We’re still some way off from Artificial Intelligence (AI) achieving the singularity i.e. intelligence that surpasses humans. But it’s evolving at a far faster pace than previously anticipated. When ChatGPT burst onto the scene, it was thought AI would take decades to achieve the same level of intelligence as a human but that could now be achieved in just a few years.
Of the seven stages of AI development, we’re now on the cusp of stage four whereby AI is able to reason and deduce. Often referred to as Agentic AI, and just one step away from Artificial General Intelligence whereby the technology becomes comparable with human intelligence, Agentic AI marks a significant achievement. Why? Because for the first time it will see the technology able to make decisions and act autonomously without the need for human prompting.
Why AI needs freedom
To get to the stage where Agentic AI can act be truly independently, it first needs to lose its training wheels. Generative AI has been given distinct data sets to learn from so to become more worldly-wise, it will need to be able to call tools and retrieve data externally but many agents are currently limited in their ability to do this. They need specific business logic for each system they operate and integrate. To overcome this issue they require a standard interface.
Sound familiar? Essentially AI needs an equivalent to the API, which transformed the ability for apps and systems to communicate with one another many years ago. The solution to this problem is Model Context Protocol (MCP) which was unveiled back in November 2024.
How MCP will help
MCP is an open source framework that connects AI to other sources and tools such as databases and APIs so makes it possible for the AI to access and use other information. It comprises an MCP host such as the application or system where the AI is situated, an MCP client which acts as a connector from the host, and an MCP server which that connects to which manages the access to these external sources of information, effectively becoming middleware.
The MCP host therefore sits between the LLM and the MCP servers. When it receives a prompt, be that from a human or AI, the MCP host sends a request for available tools or information which is relayed to the Large Language Model (LLM) which then determines the tools to be called upon by the server. It’s essentially a standard way to allow AI to source a vast array of tools and data and the expectation is that over time those LLMs will in fact become Large Action Models (LAMs), able to understand and execute human commands autonomously.
The price of freedom
Yet just like the API, MCP itself may become a target for poisoning or subverting the AI agent. In fact, because the technology opens up the conduit between the agent and the wider world and due to the level of autonomy those agents are expected to have, MCP dramatically increases the risk to AI systems.

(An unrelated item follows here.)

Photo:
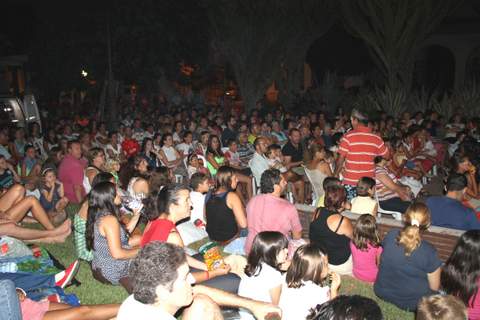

Anthropic, which developed the Claude LLM, has devised a Responsible Scaling Policy to address this risk. The Anthropic ASL system classes current LLMs as ASL-2 meaning they have access to limited information and so have limited capabilities. However, Agentic AI through MCP will be classed as level ASL-3 in that it has low level autonomous capabilities and therefore poses a higher risk of catastrophic misuse. Assigning Agentic AI ASL-3 status will see much stricter security requirements to be met, such as adversarial testing by red teams. The company is currently looking to make Claude Opus 4 ASL-3 compliant.
Why this matters to APIs
So, what does this all have to do with APIs? Just like APIs became a target, so too will MCP. We can therefore expect API security to be extended to include the MCP layer. AI agents will soon be the new masters, replacing the interactions we currently associate with mobile and web applications, and those agents will then be the key elements attackers will target to order to carry out disrupt, defraud and manipulate operations. This makes securing APIs and MCP critical to protect workflows.
Unless steps are taken to secure these channels the danger is that AI agents will turn rogue. Organisations will want to begin building their own autonomous AI agents and will need to connect those using MCP plug ins to call APIs and pull tools and data from every corner of the internet. Unless they put controls in place to monitor those requests, they risk those agents being abused and taken over. So security teams must begin to adapt for this new world order so that they are able to assess and appraise the risks associated with this infrastructure.
Securing MCP
Securing MCP servers will require robust authentication and authorisation. There are reports of MCP servers storing the access tokens required to authenticate with business systems in plaintext, for example, and MCP clients often don’t offer credential management so that API tokens are also stored in plaintext. If multiple MCP servers are being used, the problem is further magnified.
Just like APIs, MCP will operate out of sight in most instances, so putting in place solutions that can monitor for unusual activity will be a must. The traffic monitoring used to detect API attacks could be used to help govern the workflows to and from MCP servers to look for spikes in traffic or suspicious calls and patterns that could be indicative of subversion of the AI such as prompt injection attacks.
There’s no doubt that MCP holds great promise in allowing organisations to tap into external resources which will then enable them to benefit from the autonomy of agentic AI. But it’s a journey they need to embark upon with caution. Deploying MCP will require them to look at how they secure not just their LLM but their agents, servers and workflows to protect the business.